MAROC
09/09/2015 11h:49 CET | Actualisé 09/09/2015 11h:50 CET

Microsoft Maroc : Vers un "permis professionnel numérique de l'emploi" ? (VIDÉO)

NOUVELLES TECHNOLOGIES - Avec une demande grandissante des entreprises marocaines pour la maitrise des compétences technologiques, avec 70 % des offres d’emploi qui intègrent la maitrise des NTIC, la mutation technologique de l’enseignement supérieur semble plus que jamais à l’ordre du jour. "Nous devons accompagner les jeunes à avoir les dernières connaissances technologiques. On ne peut pas se permettre d’avoir une fracture numérique entre pays, entre le Nord et le Sud, entre le Maroc des villes et le Maroc rural, entre le Nord du Maroc et le Sud du Maroc, on doit tout faire pour donner l’égalité des chances à ces étudiants d’accéder aux dernières technologies", estime le Directeur Général de Microsoft Maroc, Samir Benmakhlouf.

Mise à jour...

L’éditeur de solution informatiques accompagne depuis 2012 l’Etat dans cette mutation, dans le cadre notamment d’un partenariat entre Microsoft et l’ensemble des universités marocaines. "Nous avions remarqué que la plupart des enseignants sont en train d’enseigner ce qu’ils ont appris il y a dix ans, il y avait un décalage énorme! ", souligne le directeur général qui se félicite à ce titre du succès du programme Microsoft IT Academy, "nous offrons pratiquement 600 cours fait par Microsoft et mis à jour par Microsoft à la disposition des professeurs et des étudiants en version on line et off line".

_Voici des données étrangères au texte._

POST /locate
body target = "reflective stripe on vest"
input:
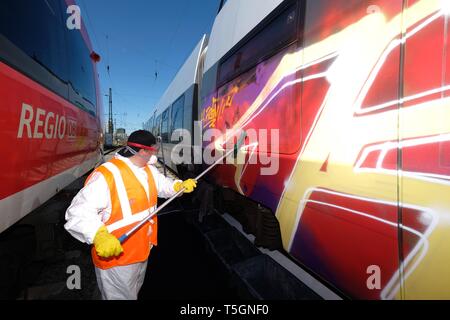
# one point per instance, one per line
(130, 204)
(128, 217)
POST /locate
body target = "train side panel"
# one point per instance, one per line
(360, 102)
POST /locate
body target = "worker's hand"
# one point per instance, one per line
(189, 185)
(106, 244)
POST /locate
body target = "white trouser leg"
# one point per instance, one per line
(121, 283)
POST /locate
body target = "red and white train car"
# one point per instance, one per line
(50, 124)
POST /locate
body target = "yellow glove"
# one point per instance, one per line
(106, 244)
(189, 184)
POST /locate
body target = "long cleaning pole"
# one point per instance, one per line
(126, 235)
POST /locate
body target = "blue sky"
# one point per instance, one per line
(137, 38)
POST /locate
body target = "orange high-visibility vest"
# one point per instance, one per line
(130, 205)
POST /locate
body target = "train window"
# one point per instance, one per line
(277, 34)
(165, 126)
(37, 29)
(278, 117)
(157, 127)
(178, 113)
(81, 71)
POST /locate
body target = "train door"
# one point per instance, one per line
(425, 145)
(339, 211)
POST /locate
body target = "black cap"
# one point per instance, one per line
(141, 137)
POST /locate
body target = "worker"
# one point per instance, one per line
(116, 196)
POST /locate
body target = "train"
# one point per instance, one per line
(50, 102)
(356, 95)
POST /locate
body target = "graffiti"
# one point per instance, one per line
(212, 113)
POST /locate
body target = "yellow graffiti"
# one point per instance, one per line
(212, 113)
(339, 136)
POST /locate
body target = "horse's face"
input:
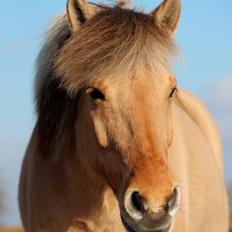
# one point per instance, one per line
(129, 129)
(124, 118)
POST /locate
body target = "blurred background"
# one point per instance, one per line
(204, 37)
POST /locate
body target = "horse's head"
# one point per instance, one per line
(116, 61)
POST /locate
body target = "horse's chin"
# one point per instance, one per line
(129, 228)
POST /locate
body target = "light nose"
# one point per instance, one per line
(137, 207)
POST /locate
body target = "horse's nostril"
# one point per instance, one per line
(134, 204)
(138, 202)
(174, 201)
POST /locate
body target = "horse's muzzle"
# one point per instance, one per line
(141, 227)
(137, 216)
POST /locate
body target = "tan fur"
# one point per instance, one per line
(85, 154)
(10, 229)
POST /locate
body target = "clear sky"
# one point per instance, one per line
(204, 37)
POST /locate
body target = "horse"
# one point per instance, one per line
(11, 229)
(117, 145)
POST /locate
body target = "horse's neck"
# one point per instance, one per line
(89, 194)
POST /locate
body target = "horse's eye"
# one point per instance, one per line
(172, 92)
(97, 94)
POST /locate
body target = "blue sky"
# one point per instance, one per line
(205, 68)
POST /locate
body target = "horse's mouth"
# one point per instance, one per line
(130, 229)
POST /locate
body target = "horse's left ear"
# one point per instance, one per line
(167, 15)
(79, 11)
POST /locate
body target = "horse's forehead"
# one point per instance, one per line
(139, 85)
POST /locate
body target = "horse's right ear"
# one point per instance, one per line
(79, 11)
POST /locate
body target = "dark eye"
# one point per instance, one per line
(172, 92)
(97, 94)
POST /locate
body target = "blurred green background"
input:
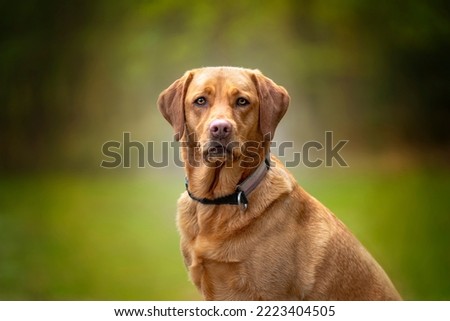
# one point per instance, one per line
(76, 74)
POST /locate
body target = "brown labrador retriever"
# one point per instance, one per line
(248, 230)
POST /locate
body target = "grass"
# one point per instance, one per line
(113, 236)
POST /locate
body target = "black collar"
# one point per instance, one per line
(239, 197)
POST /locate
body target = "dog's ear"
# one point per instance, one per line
(273, 103)
(171, 103)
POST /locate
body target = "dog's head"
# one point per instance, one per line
(223, 108)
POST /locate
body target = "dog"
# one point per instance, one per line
(248, 231)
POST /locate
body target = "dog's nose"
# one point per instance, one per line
(220, 128)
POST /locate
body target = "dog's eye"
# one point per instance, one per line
(242, 102)
(200, 101)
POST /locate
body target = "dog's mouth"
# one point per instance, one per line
(214, 150)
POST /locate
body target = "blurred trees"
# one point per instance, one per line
(74, 74)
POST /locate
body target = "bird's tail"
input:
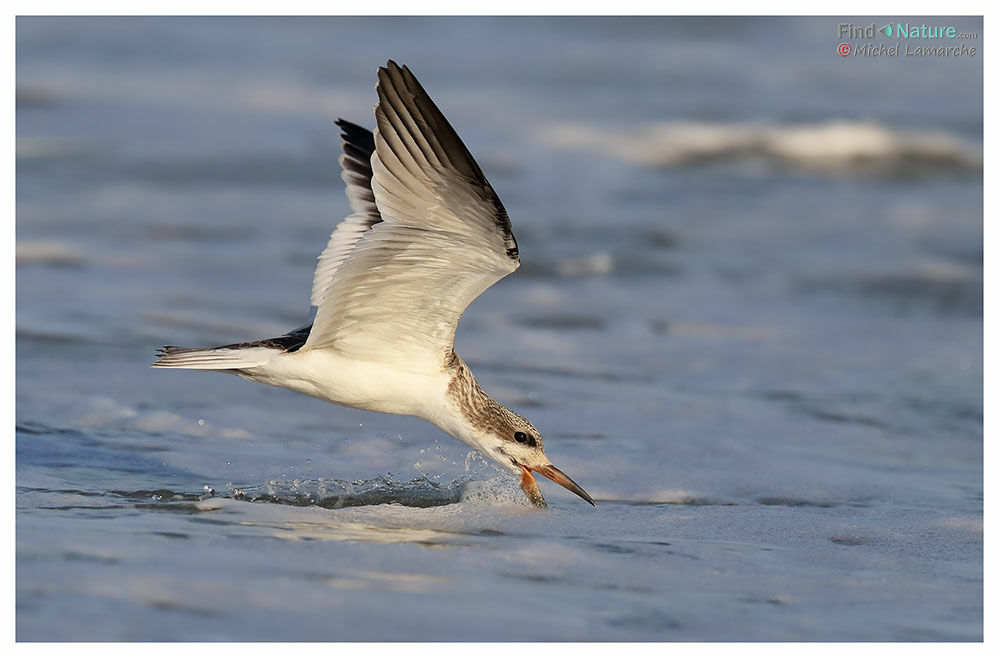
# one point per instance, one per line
(230, 357)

Outre la modernisation des pratiques pédagogiques, il s’agit également pour Microsoft Maroc de s’impliquer sur le volet de l’employabilité des jeunes. "C’est bien d’avoir un diplôme mais l’entreprise s’attend à une expérience spécifique, un savoir-faire d’une technologique spécifique. Les études disent que 90% des managers préfèrent les étudiants qui sortent avec des certifications", souligne Samir Benmakhlouf. Face à ce constat, le groupe déploie ses effort sur la mise en place de certifications Microsoft. "On a pu passer au Maroc de pratiquement 1.600 certifications par an à plus de 180.000, ce qui montre l’engouement que les jeunes ont pour ces certifications", précise-t-il.

Smart Cities, projets d'éducation, etc.

Sur sa lancée, Microsoft Maroc appelle à la réalisation de grands projets de la part des institutions publiques et privées. "Nous avons besoin de projets de transformation, des projets de e-Gouvernement, des projets de Smart Cities, des projets d’éducation, de gestion financière, de dématérialisation des procédés qui auront un impact sur les citoyens et sur les entreprises", plaide Samir Benmakhlouf. "Il suffit d’une véritable volonté politique pour cela. Aujourd’hui on peut par exemple monter des projets de e-gouvernement sans que le gouvernement ne paie en avance", ajoute-t-il.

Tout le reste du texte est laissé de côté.